Il en sera de même en cas d'ouverture de comptes-titres par laquelle des titres sont répartis entre des comptes auprès du même intermédiaire financier ou auprès d'un autre intermédiaire financier.

Si, toujours dans l'intention d'échapper à la taxe, des actions, obligations ou d'autres instruments financiers imposables sont converti(e)s en titres nominatifs (de sorte qu'ils ne soient plus détenus sur un compte-titres), le fisc peut également faire abstraction de cette opération.

Enfin, le fisc veillera à ce que le compte-titres ne soit pas placé dans une personne morale étrangère qui transfère les titres sur un compte-titres étranger ni dans un fonds dont les parts sont nominatives.

Le législateur estime qu'il existe dans ces cas une présomption d'évasion fiscale. Il est toutefois toujours possible de prouver que l'opération (conversion, scission, transfert vers l'étranger...) avait un autre motif.

Entrée en vigueur

En annonçant d'ores et déjà que la nouvelle taxe sera applicable avec effet rétroactif au 30 octobre 2020, le gouvernement veut éviter les effets d'anticipation qui permettraient au contribuable d'éviter la taxe.
La date du 30 octobre 2020 a été choisie, car il s'agit de la date " à laquelle cette taxe a été largement couverte par les médias ".

Du vieux vin dans une nouvelle bouteille ?

Presque exactement un an avant l'annonce de cette taxe, la Cour constitutionnelle annulait la taxe sur les comptes-titres instaurée en 2018.

Cette ancienne taxe était perçue sur les comptes-titres (détenus en Belgique ou à l'étranger) et s'élevait à 0,15 % de la valeur moyenne des instruments financiers imposables détenus sur ces comptes-titres dans la mesure où cette valeur était égale ou supérieure à 500 000 euros.
Toute une série de " titres " étaient exonérés de la taxe, comme les certificats immobiliers, les billets de trésorerie, les actions nominatives...

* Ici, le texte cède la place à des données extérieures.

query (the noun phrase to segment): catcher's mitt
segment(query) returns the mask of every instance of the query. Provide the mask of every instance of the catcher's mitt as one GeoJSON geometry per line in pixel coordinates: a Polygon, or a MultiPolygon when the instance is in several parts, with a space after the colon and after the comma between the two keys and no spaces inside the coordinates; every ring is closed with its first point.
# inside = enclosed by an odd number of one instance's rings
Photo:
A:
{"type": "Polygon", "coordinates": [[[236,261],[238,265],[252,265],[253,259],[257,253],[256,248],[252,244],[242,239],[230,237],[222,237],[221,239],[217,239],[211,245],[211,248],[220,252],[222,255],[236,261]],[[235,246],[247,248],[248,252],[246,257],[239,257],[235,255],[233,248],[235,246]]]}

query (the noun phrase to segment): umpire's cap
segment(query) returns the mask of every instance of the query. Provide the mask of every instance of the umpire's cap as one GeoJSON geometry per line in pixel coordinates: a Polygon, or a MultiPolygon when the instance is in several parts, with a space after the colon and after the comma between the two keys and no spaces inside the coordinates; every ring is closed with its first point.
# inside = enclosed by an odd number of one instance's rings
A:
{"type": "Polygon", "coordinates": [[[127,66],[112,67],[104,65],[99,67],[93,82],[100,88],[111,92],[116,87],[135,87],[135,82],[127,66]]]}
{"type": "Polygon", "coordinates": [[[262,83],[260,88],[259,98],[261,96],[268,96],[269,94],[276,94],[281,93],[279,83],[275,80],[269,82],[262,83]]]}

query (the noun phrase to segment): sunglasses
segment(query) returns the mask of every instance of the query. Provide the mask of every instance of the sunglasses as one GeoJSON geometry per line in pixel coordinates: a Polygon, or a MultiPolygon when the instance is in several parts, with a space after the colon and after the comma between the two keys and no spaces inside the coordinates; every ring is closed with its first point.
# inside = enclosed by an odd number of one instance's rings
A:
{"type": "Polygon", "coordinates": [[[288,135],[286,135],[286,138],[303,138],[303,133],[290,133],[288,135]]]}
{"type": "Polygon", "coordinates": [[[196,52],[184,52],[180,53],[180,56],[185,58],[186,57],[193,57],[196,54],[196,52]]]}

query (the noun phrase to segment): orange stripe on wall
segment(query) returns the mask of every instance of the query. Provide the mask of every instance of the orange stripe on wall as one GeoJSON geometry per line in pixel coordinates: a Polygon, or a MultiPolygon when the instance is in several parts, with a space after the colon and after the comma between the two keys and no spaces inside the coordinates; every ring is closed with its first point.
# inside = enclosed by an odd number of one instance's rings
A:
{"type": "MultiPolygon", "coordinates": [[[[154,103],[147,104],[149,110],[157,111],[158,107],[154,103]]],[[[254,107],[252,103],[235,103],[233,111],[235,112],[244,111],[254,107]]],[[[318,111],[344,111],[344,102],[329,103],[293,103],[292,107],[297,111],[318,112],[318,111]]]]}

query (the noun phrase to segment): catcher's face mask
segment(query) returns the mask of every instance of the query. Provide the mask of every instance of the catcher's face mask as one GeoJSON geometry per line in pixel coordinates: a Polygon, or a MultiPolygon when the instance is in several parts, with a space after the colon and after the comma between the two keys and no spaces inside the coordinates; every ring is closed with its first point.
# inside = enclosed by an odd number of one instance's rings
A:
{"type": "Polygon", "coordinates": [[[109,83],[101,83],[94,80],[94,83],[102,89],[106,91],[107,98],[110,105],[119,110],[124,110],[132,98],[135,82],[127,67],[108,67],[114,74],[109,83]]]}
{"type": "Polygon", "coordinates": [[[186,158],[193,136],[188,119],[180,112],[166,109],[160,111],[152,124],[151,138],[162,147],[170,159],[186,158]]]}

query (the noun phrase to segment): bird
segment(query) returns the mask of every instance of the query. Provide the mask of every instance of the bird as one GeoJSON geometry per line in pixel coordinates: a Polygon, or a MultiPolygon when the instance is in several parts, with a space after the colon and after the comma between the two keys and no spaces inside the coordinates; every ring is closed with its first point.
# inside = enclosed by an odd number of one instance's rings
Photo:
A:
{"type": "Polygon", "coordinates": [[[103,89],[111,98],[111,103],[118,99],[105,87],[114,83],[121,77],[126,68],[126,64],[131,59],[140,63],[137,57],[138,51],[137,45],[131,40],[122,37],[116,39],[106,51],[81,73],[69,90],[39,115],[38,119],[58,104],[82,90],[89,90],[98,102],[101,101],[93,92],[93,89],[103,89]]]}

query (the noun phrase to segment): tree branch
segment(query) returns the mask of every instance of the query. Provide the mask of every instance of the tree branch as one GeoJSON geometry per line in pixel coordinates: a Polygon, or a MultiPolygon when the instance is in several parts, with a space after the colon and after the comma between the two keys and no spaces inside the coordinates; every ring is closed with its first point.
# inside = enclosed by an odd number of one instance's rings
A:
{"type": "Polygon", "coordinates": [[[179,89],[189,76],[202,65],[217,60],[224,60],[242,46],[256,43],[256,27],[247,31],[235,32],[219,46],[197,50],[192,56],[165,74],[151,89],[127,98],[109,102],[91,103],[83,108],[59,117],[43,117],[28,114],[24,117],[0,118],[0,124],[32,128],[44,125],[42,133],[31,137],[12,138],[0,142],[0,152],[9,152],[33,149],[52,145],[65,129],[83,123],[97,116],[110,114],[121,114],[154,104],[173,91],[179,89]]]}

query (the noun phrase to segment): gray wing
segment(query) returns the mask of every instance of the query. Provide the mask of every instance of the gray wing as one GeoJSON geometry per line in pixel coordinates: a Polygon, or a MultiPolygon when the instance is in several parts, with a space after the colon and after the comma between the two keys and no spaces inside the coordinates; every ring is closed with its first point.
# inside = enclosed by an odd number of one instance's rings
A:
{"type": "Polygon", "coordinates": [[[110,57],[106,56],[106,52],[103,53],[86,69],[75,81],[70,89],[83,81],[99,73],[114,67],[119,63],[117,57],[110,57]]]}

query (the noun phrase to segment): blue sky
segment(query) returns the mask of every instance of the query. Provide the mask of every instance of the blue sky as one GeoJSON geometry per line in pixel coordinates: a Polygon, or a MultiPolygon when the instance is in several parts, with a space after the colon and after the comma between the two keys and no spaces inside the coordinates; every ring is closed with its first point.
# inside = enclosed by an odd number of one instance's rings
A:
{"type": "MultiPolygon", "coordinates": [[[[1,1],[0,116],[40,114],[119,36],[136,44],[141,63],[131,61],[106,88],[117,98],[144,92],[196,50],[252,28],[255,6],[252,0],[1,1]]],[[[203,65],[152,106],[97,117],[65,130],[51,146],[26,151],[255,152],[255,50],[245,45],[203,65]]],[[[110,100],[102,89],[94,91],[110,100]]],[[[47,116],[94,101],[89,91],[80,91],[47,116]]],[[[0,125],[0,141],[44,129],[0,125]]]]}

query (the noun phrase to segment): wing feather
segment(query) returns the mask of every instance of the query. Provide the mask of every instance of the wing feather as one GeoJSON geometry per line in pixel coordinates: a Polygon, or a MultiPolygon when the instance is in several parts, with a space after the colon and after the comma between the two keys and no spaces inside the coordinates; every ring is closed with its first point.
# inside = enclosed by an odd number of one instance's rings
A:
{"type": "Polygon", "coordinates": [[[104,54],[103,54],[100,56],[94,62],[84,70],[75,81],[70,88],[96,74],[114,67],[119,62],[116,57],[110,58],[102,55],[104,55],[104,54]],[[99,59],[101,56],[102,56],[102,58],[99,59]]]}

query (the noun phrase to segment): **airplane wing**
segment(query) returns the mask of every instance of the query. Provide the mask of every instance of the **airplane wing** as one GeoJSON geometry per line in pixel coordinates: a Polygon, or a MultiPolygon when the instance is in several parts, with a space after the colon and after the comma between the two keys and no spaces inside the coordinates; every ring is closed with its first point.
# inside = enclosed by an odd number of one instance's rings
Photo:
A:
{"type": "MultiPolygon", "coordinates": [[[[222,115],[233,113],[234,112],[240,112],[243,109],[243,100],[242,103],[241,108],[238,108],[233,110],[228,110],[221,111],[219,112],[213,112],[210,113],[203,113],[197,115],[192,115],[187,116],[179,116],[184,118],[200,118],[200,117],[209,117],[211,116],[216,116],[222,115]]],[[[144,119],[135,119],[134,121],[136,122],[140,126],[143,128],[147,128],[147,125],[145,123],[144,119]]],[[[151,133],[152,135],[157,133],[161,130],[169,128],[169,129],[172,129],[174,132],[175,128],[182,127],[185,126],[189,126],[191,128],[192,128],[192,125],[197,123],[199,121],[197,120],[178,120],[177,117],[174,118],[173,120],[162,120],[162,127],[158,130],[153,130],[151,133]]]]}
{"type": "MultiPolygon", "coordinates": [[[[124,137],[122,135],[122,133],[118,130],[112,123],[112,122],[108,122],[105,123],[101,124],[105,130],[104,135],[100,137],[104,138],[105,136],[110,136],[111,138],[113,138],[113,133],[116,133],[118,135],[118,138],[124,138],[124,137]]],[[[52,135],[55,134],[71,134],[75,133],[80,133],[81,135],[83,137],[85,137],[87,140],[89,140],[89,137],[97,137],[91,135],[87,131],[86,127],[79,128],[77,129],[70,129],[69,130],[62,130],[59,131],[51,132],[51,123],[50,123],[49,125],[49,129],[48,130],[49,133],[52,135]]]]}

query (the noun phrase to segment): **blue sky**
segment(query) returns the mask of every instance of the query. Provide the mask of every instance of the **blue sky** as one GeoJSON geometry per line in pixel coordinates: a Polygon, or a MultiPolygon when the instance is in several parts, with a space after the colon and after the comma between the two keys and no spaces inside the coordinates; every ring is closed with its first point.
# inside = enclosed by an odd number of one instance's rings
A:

À l'époque, la Cour constitutionnelle avait annulé cette taxe sur les comptes-titres pour deux raisons. Tout d'abord parce que certains placements (comme les instruments financiers dérivés) n'étaient pas pris en compte (ce sans aucun motif objectif et fondé) et parce que les banques étrangères devaient désigner en Belgique un représentant responsable pour la perception de la taxe (ce qui constitue une entrave à l'accès de ces banques au marché financier belge).

Le ministre des Finances a assuré que ces problèmes seraient résolus avec la nouvelle loi-programme. Instaurer une nouvelle taxe sur les comptes-titres, c'est donc un peu mettre du vieux vin dans une nouvelle bouteille. Reste à voir si la nouvelle bouteille sera moins bouchonnée que l'ancienne...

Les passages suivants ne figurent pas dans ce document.